Closed nl0pvm closed 2 months ago
By the way
That single warning message is simply HA saying that a socket has connected. Not sure why they do this but they always do it. Perhaps it is in line with the warning they place in the log when a plugin is loaded that is not part of their core. It annoyed me at first but I'm sure it helps them to know when a 3rd party plugin is involved. The reason why it is a warning and not simply info is so it shows in the logs more clearly.
When you say crashes do you mean that the devices in HA stop responding. Is the ESPSomfy web gui still up. This message seems to indicate that the plugin is receiving an invalid socket payload. I will add some debug messages to see if we can see what is causing this for you.
I fixed the typo in the issue form Thanks!
v2.4.0 of the ESPSomfy-RTS-HA plugin now waits to make sure the ESPSomfy RTS device is available before attempting to set up the entities. In your logs from HA above this is what happens when the startup for an integration occurs and the backend device is not available. It will now wait until it has a response from your ESPSomfy RTS device before attempting to start the plugin. This is why reloading the plugin makes the device available again.
Sadly, there seems to be no way for an integration to know whether the device has already been initialized or not and there is no way to reinitialize the existing entities. So it will now wait until it sees a response from the ESPSomfy RTS before it attempts to initialize the plugin.
Okay this was weird, a single curtain was not longer available in HA. Therefore my script that changes all curtains crashed. However i could control the rest in HA. Thus I reloaded the plugin in homeassistant now all curtains are unavailable. The webinterface of my ESPSomfyRTS is unavailable, and the device is still pingable. I can't see the console (as it is powering the device) so the only thing I can do is a power cycle.
That is very weird. The really weird thing is that there seems to be a socket message being sent to the integration that contains no data payload that is not a ping or pong for the socket. At least that is what the log output above seems to indicate.
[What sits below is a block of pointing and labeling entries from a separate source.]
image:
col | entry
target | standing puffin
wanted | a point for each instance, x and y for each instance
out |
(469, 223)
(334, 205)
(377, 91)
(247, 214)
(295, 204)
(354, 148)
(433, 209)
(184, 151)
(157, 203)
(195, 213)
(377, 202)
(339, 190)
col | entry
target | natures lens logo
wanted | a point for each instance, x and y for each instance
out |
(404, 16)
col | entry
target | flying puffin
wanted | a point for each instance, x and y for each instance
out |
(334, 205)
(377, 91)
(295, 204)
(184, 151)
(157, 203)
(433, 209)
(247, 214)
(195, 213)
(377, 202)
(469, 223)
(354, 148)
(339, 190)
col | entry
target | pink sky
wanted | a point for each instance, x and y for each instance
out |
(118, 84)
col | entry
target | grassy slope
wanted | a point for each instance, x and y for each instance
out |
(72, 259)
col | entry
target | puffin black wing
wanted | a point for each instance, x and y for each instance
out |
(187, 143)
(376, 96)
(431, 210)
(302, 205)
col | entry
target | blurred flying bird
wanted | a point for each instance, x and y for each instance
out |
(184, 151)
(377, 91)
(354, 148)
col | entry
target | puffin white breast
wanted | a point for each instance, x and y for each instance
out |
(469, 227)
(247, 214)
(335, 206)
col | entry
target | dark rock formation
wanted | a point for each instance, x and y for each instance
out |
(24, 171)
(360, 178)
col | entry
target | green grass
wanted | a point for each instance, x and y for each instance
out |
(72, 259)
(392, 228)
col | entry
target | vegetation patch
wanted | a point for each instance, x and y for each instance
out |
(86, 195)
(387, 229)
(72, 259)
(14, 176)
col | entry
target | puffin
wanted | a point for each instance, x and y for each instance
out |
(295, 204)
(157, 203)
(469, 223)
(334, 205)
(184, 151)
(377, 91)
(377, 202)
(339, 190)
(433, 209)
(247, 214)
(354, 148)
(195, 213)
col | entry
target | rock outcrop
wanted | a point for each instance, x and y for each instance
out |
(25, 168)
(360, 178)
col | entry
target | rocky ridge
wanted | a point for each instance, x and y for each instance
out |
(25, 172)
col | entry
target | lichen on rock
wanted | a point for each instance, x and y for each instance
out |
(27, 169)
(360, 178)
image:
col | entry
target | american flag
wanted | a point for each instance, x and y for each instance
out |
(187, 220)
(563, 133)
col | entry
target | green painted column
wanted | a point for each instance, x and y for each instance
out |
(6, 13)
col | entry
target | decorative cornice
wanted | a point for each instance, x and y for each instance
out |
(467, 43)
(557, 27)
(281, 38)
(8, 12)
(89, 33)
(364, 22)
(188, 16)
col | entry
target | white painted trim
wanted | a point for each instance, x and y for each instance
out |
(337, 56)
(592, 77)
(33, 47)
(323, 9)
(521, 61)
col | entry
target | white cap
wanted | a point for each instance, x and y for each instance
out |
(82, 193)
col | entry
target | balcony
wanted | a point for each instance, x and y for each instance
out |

Had another crash, reloading the HA plugin made all entities unavailable. The ESP webinterface was also not available; had to powercyle the ESP to get everything operational. Is there a way i can create sensible logging for this issue?
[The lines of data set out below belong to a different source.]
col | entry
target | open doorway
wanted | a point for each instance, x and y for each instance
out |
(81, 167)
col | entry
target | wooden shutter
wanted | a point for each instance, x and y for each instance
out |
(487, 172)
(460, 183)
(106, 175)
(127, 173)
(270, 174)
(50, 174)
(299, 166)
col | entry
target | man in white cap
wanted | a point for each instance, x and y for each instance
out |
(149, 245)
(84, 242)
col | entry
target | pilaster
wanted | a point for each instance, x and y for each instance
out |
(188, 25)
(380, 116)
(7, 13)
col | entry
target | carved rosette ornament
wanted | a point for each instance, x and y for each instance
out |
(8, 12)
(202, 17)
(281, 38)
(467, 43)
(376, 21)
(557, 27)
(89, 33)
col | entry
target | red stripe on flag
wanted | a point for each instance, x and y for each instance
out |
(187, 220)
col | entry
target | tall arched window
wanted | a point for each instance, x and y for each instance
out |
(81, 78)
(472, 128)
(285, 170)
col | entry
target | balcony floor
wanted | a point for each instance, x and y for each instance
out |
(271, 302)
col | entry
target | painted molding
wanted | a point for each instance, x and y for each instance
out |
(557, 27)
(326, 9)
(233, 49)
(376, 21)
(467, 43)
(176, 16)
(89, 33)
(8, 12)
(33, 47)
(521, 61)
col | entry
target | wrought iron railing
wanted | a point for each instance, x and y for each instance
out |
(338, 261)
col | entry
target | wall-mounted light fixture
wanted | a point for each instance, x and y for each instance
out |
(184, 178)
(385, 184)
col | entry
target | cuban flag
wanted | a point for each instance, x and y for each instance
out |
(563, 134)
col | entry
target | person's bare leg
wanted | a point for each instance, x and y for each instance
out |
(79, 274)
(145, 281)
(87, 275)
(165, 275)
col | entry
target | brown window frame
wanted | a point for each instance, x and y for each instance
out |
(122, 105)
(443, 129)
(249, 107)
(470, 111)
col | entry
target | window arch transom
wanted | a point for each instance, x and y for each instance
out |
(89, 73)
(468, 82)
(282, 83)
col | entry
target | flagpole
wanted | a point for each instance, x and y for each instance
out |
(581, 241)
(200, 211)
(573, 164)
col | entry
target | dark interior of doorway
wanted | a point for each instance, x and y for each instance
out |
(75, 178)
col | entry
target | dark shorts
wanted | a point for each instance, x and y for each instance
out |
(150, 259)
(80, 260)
Actually, if you monitor the Wifi strength in the HA plugin you will see the when the disconnect occurs. Are you running a Mesh network. If you are then I have determined that the esp32 wifi module is not very smart. It connects to the first channel that it sees in its scan for the SSID. So I set up a test scenario where I have a mesh node on the outer fringes.
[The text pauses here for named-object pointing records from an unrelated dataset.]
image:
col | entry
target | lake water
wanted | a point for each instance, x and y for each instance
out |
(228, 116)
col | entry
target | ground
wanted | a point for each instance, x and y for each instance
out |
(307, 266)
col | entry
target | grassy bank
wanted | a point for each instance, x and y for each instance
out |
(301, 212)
As you can see from my monitoring there is a node close by but it still connects to a node far away. In the chart you can see that the ESP originally connects to the strong node but this happened only after I made changes to force it to connect to the stronger node then if anything changes (node is rebooted, channel is changed, ... etc) and it reconnects, it drops back to the ridiculous node.
I have some code that I will post this weekend that forces the ESP32 to roam properly as the ESP32 WiFi libraries are severely lacking. I cannot believe that this is so poor and unless you are looking for the issue you will never assume that it is doing what it does.
Please install the most current pre-release of v2.4.1. I have added roaming capabilities to the wifi connection. This will monitor the network for stronger APs and connect to them dynamically as they become available.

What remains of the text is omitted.